Opportunities for all as Ireland looks beyond its shores

It's beautiful, it's accessible, and it has the fastest growing economy in Europe. But how does architecture benefit from Ireland's good fortune?

The flourishing arts sector has financed world-class public buildings, the commercial sector has been bolstered by foreign investment in high-technology and service-sector industries and there is currently something of a housing boom. Fuelled by the changing lifestyles of a young population, the housing market is calling for a radical departure from the rural bungalow which has come to be taken as the stereotypical icon of domestic Irish life. Dublin's current housing shortage, for example, is exacerbated by the fact that its population is increasing by 25,000 every year. An associate architect in the Republic of Ireland earns as much as their counterpart in central London; a partner earns considerably more. Even in Northern Ireland, where salaries are lower, the economy seems to be stabilising, with new overseas investment reaching an all-time high.

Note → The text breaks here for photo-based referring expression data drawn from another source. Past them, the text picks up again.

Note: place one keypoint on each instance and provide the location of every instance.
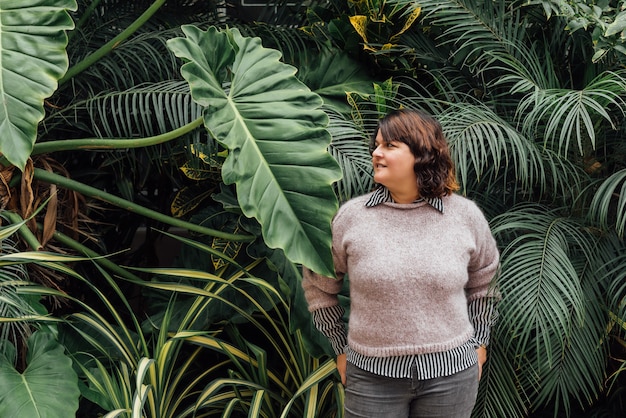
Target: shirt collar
(382, 195)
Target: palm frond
(608, 206)
(350, 147)
(552, 305)
(471, 28)
(564, 117)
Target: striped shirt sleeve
(483, 315)
(330, 323)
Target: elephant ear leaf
(32, 60)
(48, 387)
(275, 133)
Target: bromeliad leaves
(276, 135)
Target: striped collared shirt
(482, 315)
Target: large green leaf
(47, 388)
(33, 59)
(276, 135)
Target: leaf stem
(113, 43)
(132, 207)
(116, 143)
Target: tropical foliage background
(167, 167)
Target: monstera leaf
(276, 137)
(47, 388)
(33, 59)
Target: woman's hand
(341, 367)
(482, 358)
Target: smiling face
(394, 168)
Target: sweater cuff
(329, 321)
(483, 316)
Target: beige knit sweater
(412, 272)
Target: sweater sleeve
(484, 262)
(321, 295)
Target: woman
(420, 260)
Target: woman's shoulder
(355, 204)
(463, 206)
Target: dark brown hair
(423, 134)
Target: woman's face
(393, 166)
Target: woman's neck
(404, 196)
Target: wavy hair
(423, 135)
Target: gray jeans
(372, 396)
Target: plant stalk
(132, 207)
(118, 143)
(113, 43)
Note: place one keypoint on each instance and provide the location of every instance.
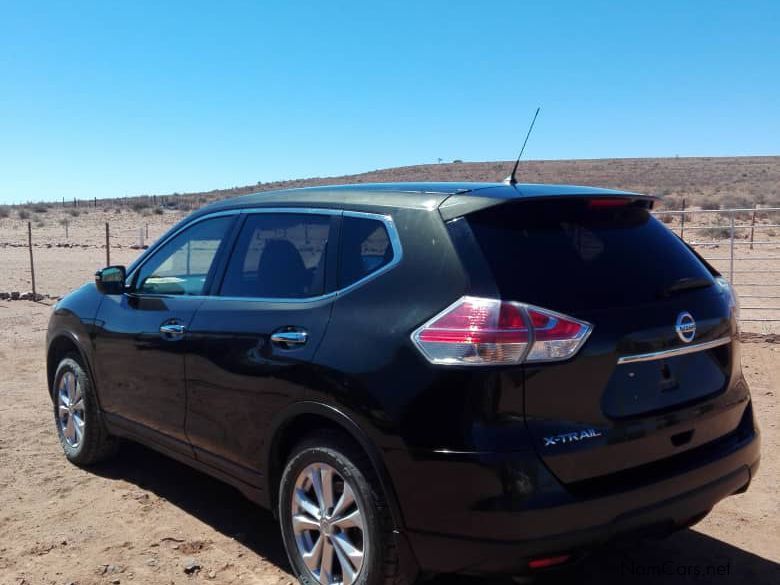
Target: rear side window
(567, 255)
(279, 255)
(365, 248)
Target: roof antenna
(511, 179)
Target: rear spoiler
(460, 204)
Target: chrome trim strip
(392, 234)
(677, 351)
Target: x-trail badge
(685, 327)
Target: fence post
(753, 225)
(731, 260)
(32, 264)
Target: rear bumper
(478, 513)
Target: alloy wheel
(328, 525)
(70, 409)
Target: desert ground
(146, 519)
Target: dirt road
(146, 519)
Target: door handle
(290, 338)
(172, 331)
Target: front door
(142, 335)
(251, 345)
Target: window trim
(387, 220)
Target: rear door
(638, 391)
(251, 345)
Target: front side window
(280, 256)
(181, 266)
(365, 248)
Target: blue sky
(111, 98)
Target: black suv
(421, 378)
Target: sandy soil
(145, 519)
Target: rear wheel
(334, 519)
(81, 432)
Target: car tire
(81, 431)
(358, 536)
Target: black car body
(493, 456)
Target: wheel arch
(287, 429)
(61, 345)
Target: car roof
(404, 195)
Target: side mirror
(111, 280)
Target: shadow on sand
(686, 557)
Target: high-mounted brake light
(479, 331)
(608, 202)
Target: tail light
(478, 331)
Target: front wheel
(79, 427)
(333, 516)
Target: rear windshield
(567, 255)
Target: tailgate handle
(681, 439)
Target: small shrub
(672, 203)
(709, 203)
(717, 233)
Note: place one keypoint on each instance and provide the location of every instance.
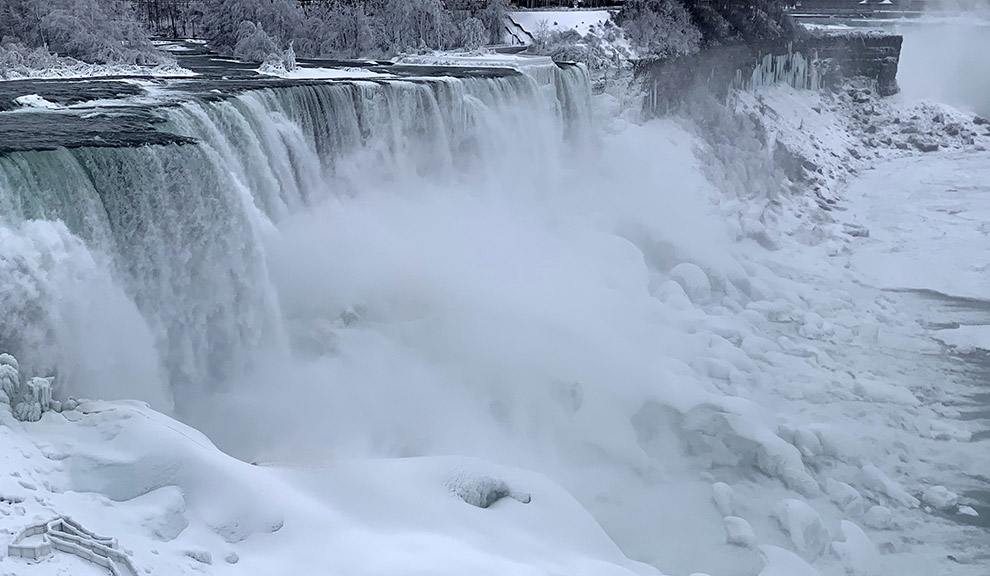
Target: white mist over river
(395, 295)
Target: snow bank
(306, 73)
(518, 61)
(581, 21)
(35, 101)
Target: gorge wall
(811, 63)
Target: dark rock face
(810, 63)
(864, 55)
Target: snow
(475, 60)
(965, 339)
(307, 73)
(77, 69)
(581, 21)
(35, 101)
(780, 562)
(856, 552)
(643, 386)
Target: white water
(453, 268)
(947, 62)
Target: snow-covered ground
(641, 361)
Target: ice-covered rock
(847, 498)
(35, 400)
(780, 562)
(940, 498)
(739, 532)
(968, 511)
(805, 528)
(10, 379)
(722, 495)
(857, 553)
(879, 517)
(483, 491)
(875, 480)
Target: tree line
(105, 31)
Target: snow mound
(305, 73)
(780, 562)
(35, 101)
(856, 552)
(803, 526)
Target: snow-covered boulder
(940, 498)
(875, 480)
(858, 555)
(35, 400)
(739, 532)
(723, 496)
(483, 491)
(780, 562)
(847, 498)
(879, 517)
(695, 282)
(805, 528)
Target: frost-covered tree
(493, 15)
(474, 33)
(659, 28)
(222, 23)
(97, 31)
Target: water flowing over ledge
(169, 238)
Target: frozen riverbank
(465, 329)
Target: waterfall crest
(179, 231)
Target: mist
(946, 61)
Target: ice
(739, 532)
(629, 374)
(310, 73)
(805, 528)
(10, 380)
(780, 562)
(35, 101)
(694, 281)
(966, 339)
(940, 498)
(723, 497)
(856, 552)
(875, 480)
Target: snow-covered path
(929, 222)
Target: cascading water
(172, 238)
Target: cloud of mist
(946, 60)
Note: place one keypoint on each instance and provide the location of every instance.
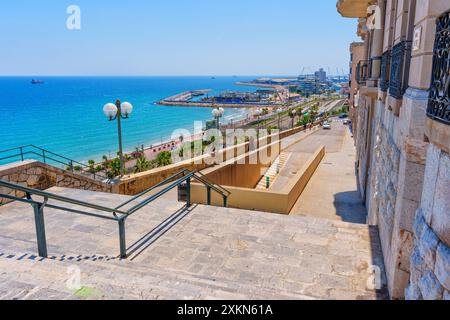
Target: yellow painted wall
(261, 200)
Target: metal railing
(362, 72)
(30, 151)
(439, 95)
(117, 214)
(399, 71)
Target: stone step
(273, 171)
(199, 253)
(123, 280)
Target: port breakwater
(186, 99)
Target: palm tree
(142, 164)
(164, 159)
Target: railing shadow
(142, 244)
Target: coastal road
(332, 192)
(301, 152)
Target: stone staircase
(273, 171)
(175, 253)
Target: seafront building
(275, 216)
(400, 110)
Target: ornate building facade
(401, 117)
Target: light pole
(258, 113)
(217, 114)
(293, 112)
(117, 112)
(279, 110)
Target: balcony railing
(439, 99)
(384, 72)
(362, 72)
(401, 58)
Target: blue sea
(65, 115)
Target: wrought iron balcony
(399, 74)
(384, 73)
(439, 99)
(362, 72)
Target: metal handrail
(117, 214)
(52, 196)
(166, 181)
(46, 155)
(218, 188)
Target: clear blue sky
(174, 37)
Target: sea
(65, 114)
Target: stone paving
(332, 192)
(200, 253)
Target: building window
(362, 72)
(401, 58)
(385, 68)
(439, 100)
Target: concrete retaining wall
(260, 200)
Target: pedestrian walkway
(332, 191)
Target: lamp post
(294, 112)
(279, 110)
(117, 112)
(258, 113)
(217, 114)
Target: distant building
(321, 76)
(308, 85)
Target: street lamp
(258, 113)
(294, 112)
(117, 112)
(217, 114)
(279, 111)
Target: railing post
(122, 240)
(40, 229)
(188, 192)
(208, 196)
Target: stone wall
(37, 175)
(430, 260)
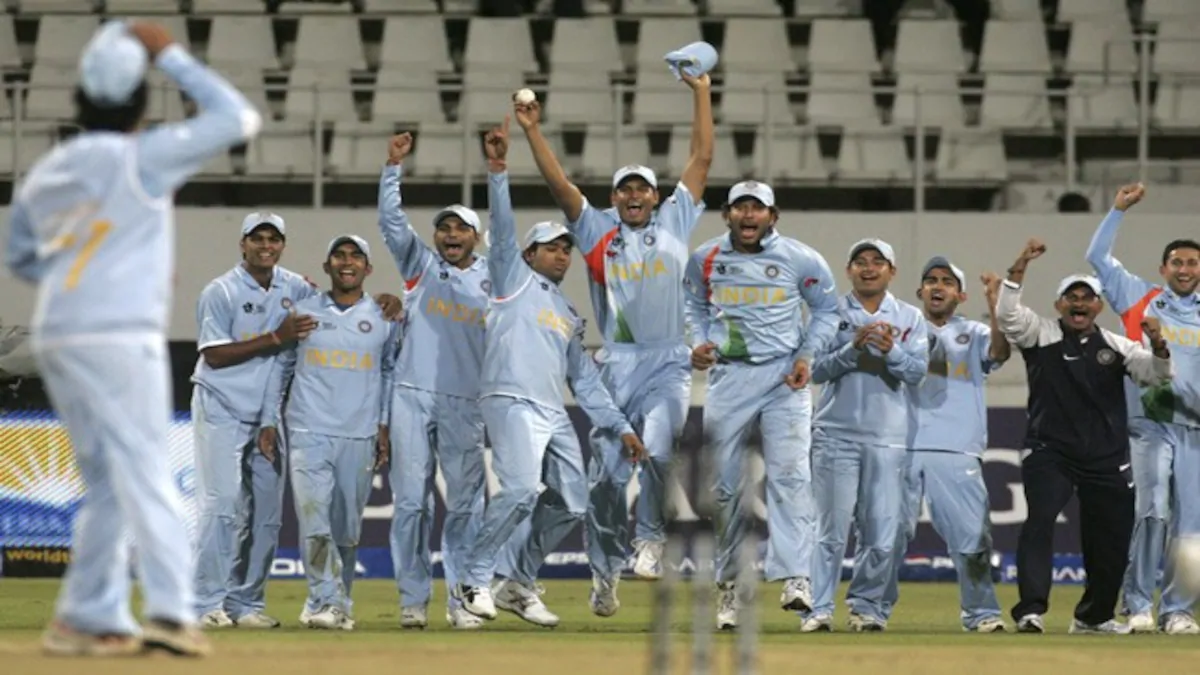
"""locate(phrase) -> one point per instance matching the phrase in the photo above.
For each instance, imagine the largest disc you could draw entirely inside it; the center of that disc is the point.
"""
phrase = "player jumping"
(635, 254)
(1164, 420)
(745, 292)
(435, 412)
(93, 227)
(534, 345)
(948, 429)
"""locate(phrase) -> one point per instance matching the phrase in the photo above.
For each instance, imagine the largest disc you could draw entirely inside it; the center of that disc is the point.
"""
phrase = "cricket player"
(93, 227)
(245, 317)
(861, 436)
(745, 292)
(1164, 425)
(635, 254)
(948, 435)
(435, 411)
(534, 345)
(336, 423)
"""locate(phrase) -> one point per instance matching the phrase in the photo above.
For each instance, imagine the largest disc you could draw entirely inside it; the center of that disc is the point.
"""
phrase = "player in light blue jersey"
(948, 435)
(245, 317)
(534, 346)
(1164, 420)
(635, 252)
(435, 411)
(745, 294)
(336, 424)
(861, 436)
(93, 226)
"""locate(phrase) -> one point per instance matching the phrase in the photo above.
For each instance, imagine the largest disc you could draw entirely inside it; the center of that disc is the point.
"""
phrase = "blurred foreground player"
(93, 227)
(534, 346)
(1077, 441)
(948, 434)
(336, 422)
(745, 294)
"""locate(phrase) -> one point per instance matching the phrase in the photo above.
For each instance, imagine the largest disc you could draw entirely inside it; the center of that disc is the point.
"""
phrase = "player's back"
(106, 246)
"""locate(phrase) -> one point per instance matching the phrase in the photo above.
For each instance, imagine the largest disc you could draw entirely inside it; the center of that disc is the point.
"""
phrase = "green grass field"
(923, 638)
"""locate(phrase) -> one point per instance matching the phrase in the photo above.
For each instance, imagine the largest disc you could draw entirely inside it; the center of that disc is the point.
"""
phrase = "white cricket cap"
(635, 171)
(252, 221)
(112, 65)
(352, 239)
(880, 245)
(753, 190)
(545, 233)
(1075, 280)
(466, 215)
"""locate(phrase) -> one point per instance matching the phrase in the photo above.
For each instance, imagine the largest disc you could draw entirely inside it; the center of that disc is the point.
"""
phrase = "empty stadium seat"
(415, 42)
(1014, 47)
(971, 155)
(929, 46)
(1015, 101)
(585, 45)
(789, 153)
(1102, 46)
(841, 46)
(841, 97)
(940, 102)
(756, 46)
(329, 42)
(750, 96)
(1099, 106)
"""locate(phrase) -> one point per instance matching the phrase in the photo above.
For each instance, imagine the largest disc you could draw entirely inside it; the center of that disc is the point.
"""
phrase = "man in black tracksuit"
(1077, 441)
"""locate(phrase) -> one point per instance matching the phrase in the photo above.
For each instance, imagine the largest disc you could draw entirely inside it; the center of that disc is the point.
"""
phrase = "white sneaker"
(1143, 622)
(648, 560)
(989, 625)
(797, 595)
(1109, 627)
(525, 602)
(1031, 623)
(462, 620)
(604, 595)
(415, 616)
(820, 623)
(216, 619)
(256, 620)
(477, 599)
(726, 607)
(1180, 623)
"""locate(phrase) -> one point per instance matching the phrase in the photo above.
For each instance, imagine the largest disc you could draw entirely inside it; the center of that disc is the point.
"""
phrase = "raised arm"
(171, 154)
(412, 255)
(1122, 288)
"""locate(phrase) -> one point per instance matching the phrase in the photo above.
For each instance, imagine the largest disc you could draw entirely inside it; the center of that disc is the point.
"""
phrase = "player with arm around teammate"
(534, 346)
(435, 411)
(948, 428)
(1164, 420)
(635, 254)
(745, 291)
(861, 436)
(91, 225)
(339, 382)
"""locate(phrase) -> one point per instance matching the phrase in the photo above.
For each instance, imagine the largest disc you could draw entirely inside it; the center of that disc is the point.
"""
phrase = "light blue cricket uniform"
(635, 279)
(240, 494)
(750, 306)
(435, 411)
(534, 348)
(1164, 425)
(859, 437)
(93, 226)
(948, 435)
(340, 382)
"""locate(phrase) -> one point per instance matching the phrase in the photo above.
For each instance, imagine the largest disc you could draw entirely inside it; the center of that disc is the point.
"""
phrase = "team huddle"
(325, 387)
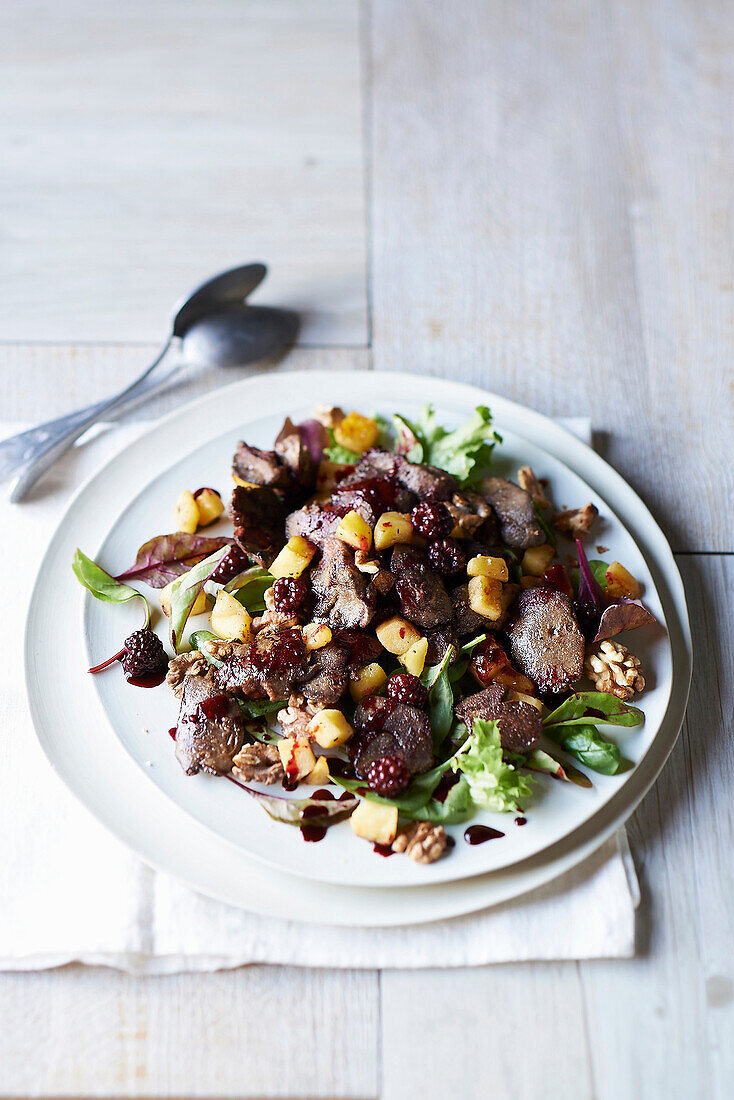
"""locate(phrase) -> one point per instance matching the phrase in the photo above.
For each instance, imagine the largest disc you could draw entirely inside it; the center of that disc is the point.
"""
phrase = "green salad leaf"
(101, 585)
(493, 783)
(587, 745)
(595, 706)
(440, 696)
(184, 592)
(464, 452)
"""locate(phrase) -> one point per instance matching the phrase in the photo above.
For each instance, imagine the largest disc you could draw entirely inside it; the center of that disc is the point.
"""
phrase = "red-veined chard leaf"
(300, 811)
(161, 560)
(624, 615)
(101, 585)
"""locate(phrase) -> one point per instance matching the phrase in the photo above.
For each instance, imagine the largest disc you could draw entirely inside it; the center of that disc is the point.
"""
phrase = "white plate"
(130, 501)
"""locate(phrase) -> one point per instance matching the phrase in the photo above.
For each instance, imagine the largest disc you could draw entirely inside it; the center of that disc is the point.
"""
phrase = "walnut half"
(259, 762)
(423, 842)
(614, 670)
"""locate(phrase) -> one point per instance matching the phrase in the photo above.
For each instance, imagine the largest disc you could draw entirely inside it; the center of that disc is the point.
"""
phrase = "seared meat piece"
(464, 619)
(519, 723)
(416, 481)
(260, 468)
(545, 639)
(295, 454)
(258, 514)
(518, 524)
(428, 483)
(267, 669)
(210, 730)
(313, 523)
(419, 589)
(341, 591)
(327, 674)
(438, 642)
(391, 729)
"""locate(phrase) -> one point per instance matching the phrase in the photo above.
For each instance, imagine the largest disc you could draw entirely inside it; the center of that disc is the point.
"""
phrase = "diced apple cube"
(391, 528)
(296, 757)
(485, 596)
(620, 582)
(354, 531)
(414, 659)
(186, 513)
(537, 559)
(523, 697)
(294, 558)
(396, 635)
(367, 681)
(320, 772)
(316, 635)
(199, 607)
(329, 728)
(210, 505)
(374, 822)
(230, 619)
(484, 565)
(357, 432)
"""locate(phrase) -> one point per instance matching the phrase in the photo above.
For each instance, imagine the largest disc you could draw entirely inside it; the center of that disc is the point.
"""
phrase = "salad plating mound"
(389, 616)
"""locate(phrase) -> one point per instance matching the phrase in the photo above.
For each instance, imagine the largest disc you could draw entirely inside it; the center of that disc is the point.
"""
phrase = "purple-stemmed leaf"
(161, 560)
(624, 615)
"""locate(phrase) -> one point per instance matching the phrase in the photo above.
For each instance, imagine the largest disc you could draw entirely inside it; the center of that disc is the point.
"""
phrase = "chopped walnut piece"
(259, 762)
(576, 521)
(182, 666)
(527, 481)
(295, 717)
(614, 670)
(423, 842)
(221, 650)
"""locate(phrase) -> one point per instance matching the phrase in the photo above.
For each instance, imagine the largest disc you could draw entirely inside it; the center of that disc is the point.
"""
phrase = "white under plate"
(208, 832)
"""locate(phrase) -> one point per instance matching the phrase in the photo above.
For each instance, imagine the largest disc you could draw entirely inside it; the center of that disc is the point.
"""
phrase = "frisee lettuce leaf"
(464, 452)
(493, 784)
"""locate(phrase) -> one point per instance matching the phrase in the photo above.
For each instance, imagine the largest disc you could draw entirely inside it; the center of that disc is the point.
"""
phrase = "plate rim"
(675, 606)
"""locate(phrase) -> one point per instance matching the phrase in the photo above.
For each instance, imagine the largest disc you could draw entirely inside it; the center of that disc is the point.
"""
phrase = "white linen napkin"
(72, 892)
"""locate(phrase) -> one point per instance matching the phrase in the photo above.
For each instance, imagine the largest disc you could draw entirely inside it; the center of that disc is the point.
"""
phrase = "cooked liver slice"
(519, 723)
(513, 506)
(545, 639)
(207, 744)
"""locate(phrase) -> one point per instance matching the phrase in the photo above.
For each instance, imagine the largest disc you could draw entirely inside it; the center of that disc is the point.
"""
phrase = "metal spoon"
(214, 327)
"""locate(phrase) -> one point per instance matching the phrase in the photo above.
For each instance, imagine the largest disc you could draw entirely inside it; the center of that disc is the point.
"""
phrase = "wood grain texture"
(259, 1032)
(148, 145)
(551, 218)
(43, 381)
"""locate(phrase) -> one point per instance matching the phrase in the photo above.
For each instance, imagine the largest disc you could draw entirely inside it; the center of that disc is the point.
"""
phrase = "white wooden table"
(532, 196)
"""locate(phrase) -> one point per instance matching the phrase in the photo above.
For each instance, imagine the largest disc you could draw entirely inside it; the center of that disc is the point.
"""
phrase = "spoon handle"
(21, 448)
(42, 454)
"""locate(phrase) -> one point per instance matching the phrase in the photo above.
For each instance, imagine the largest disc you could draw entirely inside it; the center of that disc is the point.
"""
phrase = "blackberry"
(288, 594)
(232, 563)
(447, 557)
(143, 656)
(389, 776)
(405, 688)
(431, 520)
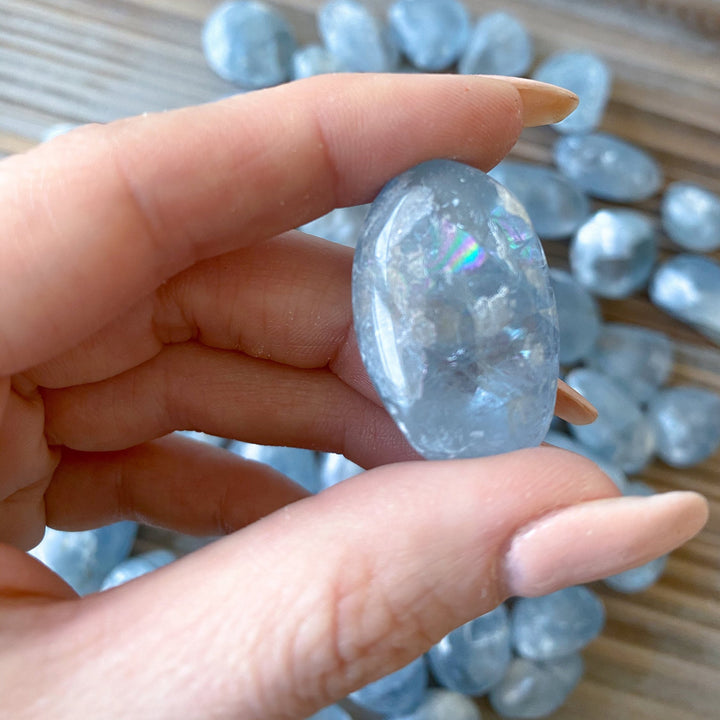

But architecture is also flourishing in aesthetic and intellectual terms. The buildings in this issue reflect the aspirations of a country which is looking outward in its quest to evolve its own vernacular. The National Museum of Country Life by the Office of Public Works (page 28), like the Armagh Arts Centre by Glenn Howells Architects (AJ 22.6.00), suggests a public sector sympathetic to rigorous Modernism. Many smaller buildings show that private clients are just as open to international influences, as befits a country which has long since been accustomed to looking beyond its own shores.

Ireland boasts more than 40 airports and benefits from a close affinity to Europe, but also from strong historic links with the US, currently reinforced by significant economic ties - Ireland receives 25 per cent of all US investment in the EU. This, combined with a fertile economy, a can-do attitude and a genuine respect for the arts, is helping to nurture formidable homegrown talent, while architects from the mainland - Benson & Forsyth, Cartwright Pickard, Glenn Howells, to name a few - have discovered opportunities in Ireland which they would not have found at home.